Gary Club

Keywords and auto-replies

STOP, HELP, and START with the exact reply templates carriers expect — and what the platform handles automatically.

Updated May 6, 20263 min read

Three keywords are required on every approved number. The platform processes them at the carrier layer before any message reaches your agent or workflow — so even if a campaign you build forgets to handle them, the legal floor is enforced for you.
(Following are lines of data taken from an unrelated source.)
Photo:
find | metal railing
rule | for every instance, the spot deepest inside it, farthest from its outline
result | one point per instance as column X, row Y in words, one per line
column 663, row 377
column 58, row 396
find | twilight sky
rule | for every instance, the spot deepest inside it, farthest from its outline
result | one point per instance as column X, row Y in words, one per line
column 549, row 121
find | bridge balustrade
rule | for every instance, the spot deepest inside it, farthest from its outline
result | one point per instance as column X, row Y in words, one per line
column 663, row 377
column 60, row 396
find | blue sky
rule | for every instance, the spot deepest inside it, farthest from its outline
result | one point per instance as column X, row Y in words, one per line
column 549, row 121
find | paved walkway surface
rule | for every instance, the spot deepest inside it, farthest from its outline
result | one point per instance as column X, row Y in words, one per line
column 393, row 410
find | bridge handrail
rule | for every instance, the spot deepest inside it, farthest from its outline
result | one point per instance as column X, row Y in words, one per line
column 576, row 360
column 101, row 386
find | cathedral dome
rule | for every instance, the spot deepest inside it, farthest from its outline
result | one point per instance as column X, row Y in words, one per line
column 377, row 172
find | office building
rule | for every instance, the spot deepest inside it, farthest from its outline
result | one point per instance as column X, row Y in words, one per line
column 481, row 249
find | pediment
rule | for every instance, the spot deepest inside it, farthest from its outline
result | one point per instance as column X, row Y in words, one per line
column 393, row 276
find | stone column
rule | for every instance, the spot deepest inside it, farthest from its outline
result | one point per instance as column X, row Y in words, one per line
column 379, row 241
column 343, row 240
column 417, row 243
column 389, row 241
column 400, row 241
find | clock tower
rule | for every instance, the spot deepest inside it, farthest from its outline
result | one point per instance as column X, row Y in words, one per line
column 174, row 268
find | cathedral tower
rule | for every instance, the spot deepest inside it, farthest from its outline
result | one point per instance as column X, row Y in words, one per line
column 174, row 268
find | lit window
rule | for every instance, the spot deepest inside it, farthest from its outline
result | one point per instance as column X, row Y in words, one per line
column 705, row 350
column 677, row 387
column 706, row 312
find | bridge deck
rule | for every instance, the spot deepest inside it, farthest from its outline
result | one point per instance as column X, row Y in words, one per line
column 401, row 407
The three required keywords

STOP — opt out

Recognized variants (case-insensitive): STOP, UNSUBSCRIBE, CANCEL, END, QUIT, OPTOUT, OPT OUT, STOPALL. Any of these triggers an immediate suppression for that number on that brand. Subsequent messages are blocked at the carrier level.

Default reply we send:

[Brand name]: You are unsubscribed and will receive no further messages.

HELP — get help

Recognized variants: HELP, INFO, SUPPORT. Returns information so the recipient can reach the brand.

Default reply we send:

[Brand name]: Please reach out to us at [website / email / phone] for help. Reply STOP to opt out.

START — opt back in

Recognized variants: START, UNSTOP, YES (after a previous STOP). Removes the suppression and allows messages again.

Default reply we send:

[Brand name]: You are re-subscribed. Reply HELP for help, STOP to opt out. Msg & data rates may apply. Message frequency may vary.

Opt-in confirmation

For marketing-style campaigns and any campaign with recurring messaging, the very first message a new opt-in receives should confirm enrollment. Carriers expect this confirmation to include all of the elements that go on the opt-in form itself:

[Brand name]: Thanks for subscribing to [use case]! Reply HELP for help. Message frequency may vary. Msg & data rates may apply. Consent is not a condition of purchase. Reply STOP to opt out.

Customizing the replies

The default replies above are sent automatically, but you can customize the body for each campaign — for instance, to include the brand's support hours or a link to a help center. Customizations must keep all the required elements: brand name, opt-out instruction (for HELP), and the no-promotional-content rule (auto-replies cannot include marketing).

What you must never do

  • Ignore a STOP and keep messaging that number. Even one follow-up message after STOP is a carrier violation.
  • Use a different number to "get around" a STOP. STOP is enforced per brand, across all numbers.
  • Make HELP a sales pitch. The reply must be informational.
  • Require a multi-step opt-out flow ("reply STOP, then click a link, then confirm"). One message — STOP — opts the recipient out, full stop.